First, in addition to the proposed amendments to the Restated Plan included in the Overview of Proposed Amendments on page 10 of the Proxy Statement and as disclosed on page 14 of the Proxy Statement under the heading “Limitations on Grants to Directors”, the Restated Plan provides the following:

 

Limitation on Grants to Directors. The Restated Plan will limit grants to non-employee directors such that the sum of the grant date fair value of all equity awards and the maximum amount that may become payable pursuant to all cash-based awards granted to a non-employee director as compensation for services as a non-employee director during any fiscal year of the company may not exceed $1,000,000. Under the 2014 Plan, prior to its amendment and restatement, non-employee directors can be granted awards covering the greater of (a) 100,000 shares or (b) a number of shares such that the maximum aggregate value of the awards to the director in a calendar year is $400,000.

 

Second, the description under the heading “Removal of Section 162(m) Provisions” on page 11 of the Proxy Statement, contained in the proposed amendments to the Restated Plan included in the Overview of Proposed Amendments, is deleted and replaced with the following:

 

Removal of Section 162(m) Provisions. Section 162(m) of the Internal Revenue Code prior to the Tax Cuts and Jobs Act of 2017 (the “TCJA”), allowed performance-based compensation that met certain requirements to be tax deductible regardless of amount. This qualified performance-based compensation exception was repealed as part of the TCJA. We have removed certain provisions from the Restated Plan which were otherwise required for awards to qualify as performance-based compensation under the Section 162(m) exception prior to its repeal.

 

The Company urges stockholders to vote their shares prior to the Annual Meeting by using one of the methods described in the Proxy Statement. In deciding how to vote on Proposal No. 2, we encourage you to consider and read the information disclosed in our Proxy Statement in addition to the supplemental information and clarification above.

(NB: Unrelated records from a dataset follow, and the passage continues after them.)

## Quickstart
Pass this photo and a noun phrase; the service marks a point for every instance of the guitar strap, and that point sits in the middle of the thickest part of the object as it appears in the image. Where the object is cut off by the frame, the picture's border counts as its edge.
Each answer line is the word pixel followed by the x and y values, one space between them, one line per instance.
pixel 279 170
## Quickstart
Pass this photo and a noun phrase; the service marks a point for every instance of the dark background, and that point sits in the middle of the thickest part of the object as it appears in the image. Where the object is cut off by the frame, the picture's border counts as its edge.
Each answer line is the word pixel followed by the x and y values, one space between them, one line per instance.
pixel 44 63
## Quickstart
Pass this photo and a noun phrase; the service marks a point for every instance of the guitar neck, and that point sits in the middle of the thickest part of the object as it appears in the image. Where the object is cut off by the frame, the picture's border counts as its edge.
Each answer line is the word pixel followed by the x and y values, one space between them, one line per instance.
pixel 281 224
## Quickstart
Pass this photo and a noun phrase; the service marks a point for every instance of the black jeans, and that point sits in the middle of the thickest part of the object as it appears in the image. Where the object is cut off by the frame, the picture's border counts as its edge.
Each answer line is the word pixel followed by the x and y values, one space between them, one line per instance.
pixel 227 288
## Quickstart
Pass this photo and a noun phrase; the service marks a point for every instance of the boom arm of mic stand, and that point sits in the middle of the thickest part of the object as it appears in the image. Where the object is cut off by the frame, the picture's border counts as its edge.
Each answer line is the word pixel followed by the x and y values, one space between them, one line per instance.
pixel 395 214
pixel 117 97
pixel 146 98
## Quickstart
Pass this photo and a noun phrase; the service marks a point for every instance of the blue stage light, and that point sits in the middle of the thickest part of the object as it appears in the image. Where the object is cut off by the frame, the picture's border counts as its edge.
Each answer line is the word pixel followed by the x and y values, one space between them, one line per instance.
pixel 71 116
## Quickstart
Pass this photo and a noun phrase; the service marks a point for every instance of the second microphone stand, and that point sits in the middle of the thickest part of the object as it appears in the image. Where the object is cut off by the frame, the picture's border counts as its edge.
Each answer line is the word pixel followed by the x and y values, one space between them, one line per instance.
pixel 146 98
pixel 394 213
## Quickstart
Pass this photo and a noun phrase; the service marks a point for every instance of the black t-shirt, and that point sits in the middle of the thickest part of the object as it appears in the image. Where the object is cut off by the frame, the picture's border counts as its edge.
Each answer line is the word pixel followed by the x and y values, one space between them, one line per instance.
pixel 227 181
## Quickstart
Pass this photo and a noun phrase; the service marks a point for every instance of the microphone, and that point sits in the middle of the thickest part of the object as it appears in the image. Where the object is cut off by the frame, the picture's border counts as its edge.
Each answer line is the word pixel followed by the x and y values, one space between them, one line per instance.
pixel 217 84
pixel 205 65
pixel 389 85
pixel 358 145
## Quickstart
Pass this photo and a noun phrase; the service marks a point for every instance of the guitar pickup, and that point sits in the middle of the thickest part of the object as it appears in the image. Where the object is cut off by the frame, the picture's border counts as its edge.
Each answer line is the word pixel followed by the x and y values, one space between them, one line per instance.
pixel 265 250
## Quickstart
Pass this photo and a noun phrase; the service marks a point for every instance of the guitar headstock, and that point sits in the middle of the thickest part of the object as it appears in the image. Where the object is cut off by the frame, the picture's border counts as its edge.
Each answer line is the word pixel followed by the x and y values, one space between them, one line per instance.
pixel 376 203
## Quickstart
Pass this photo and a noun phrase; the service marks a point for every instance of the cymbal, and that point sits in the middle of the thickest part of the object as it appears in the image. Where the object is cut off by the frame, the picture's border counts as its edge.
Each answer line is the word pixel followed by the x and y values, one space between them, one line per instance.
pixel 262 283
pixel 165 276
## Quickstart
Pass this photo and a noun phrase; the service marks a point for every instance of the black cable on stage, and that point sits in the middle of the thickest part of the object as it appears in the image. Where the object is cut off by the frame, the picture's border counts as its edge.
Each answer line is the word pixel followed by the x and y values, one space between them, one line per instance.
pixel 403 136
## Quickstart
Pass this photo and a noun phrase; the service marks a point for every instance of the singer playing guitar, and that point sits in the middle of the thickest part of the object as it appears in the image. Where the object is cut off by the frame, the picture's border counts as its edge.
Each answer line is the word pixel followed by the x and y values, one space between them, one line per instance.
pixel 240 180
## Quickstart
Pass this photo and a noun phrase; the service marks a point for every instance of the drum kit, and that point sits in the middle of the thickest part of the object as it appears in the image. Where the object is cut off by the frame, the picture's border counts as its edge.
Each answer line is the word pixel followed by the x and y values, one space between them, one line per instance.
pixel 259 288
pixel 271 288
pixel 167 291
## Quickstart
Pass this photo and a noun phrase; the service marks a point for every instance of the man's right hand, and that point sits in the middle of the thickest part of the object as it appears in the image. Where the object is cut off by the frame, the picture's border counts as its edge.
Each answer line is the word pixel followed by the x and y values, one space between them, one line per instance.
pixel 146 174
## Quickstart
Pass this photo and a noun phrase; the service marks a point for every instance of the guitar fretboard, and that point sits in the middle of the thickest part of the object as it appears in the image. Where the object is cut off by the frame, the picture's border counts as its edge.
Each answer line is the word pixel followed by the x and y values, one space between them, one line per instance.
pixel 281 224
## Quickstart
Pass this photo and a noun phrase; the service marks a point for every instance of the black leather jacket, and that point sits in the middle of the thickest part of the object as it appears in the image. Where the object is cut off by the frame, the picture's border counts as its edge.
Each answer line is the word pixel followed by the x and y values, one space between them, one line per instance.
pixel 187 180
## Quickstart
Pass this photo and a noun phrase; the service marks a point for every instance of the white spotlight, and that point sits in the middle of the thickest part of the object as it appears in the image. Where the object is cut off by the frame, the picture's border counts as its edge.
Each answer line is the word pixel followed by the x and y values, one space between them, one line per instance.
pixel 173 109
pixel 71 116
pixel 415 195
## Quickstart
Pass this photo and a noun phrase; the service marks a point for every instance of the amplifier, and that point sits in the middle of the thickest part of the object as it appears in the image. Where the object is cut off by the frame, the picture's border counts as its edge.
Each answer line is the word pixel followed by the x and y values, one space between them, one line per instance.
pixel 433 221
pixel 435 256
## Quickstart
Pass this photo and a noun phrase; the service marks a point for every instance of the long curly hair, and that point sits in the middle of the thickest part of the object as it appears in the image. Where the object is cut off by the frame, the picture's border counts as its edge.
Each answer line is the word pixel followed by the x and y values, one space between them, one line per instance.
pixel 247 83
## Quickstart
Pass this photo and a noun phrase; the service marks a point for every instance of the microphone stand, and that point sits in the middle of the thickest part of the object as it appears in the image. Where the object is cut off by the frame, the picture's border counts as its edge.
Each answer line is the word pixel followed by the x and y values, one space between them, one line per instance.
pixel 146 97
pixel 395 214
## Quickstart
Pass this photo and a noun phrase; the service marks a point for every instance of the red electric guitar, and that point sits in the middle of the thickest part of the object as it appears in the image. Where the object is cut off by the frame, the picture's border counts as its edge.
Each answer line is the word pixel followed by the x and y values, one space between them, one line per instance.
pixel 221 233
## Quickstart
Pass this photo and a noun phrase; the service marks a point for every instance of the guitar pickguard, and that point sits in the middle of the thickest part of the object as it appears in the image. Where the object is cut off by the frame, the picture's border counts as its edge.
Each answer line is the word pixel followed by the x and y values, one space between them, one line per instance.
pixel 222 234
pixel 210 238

None of the other proposals presented in the Proxy Statement are affected by this Supplement.

 

Please note that any proxy card that you received has not changed and may still be used to vote your shares in connection with the Annual Meeting. If you have already submitted your vote, you do not need to take any further action. Information on how to vote your shares and how to change your vote or revoke your proxy is contained in the Proxy Statement.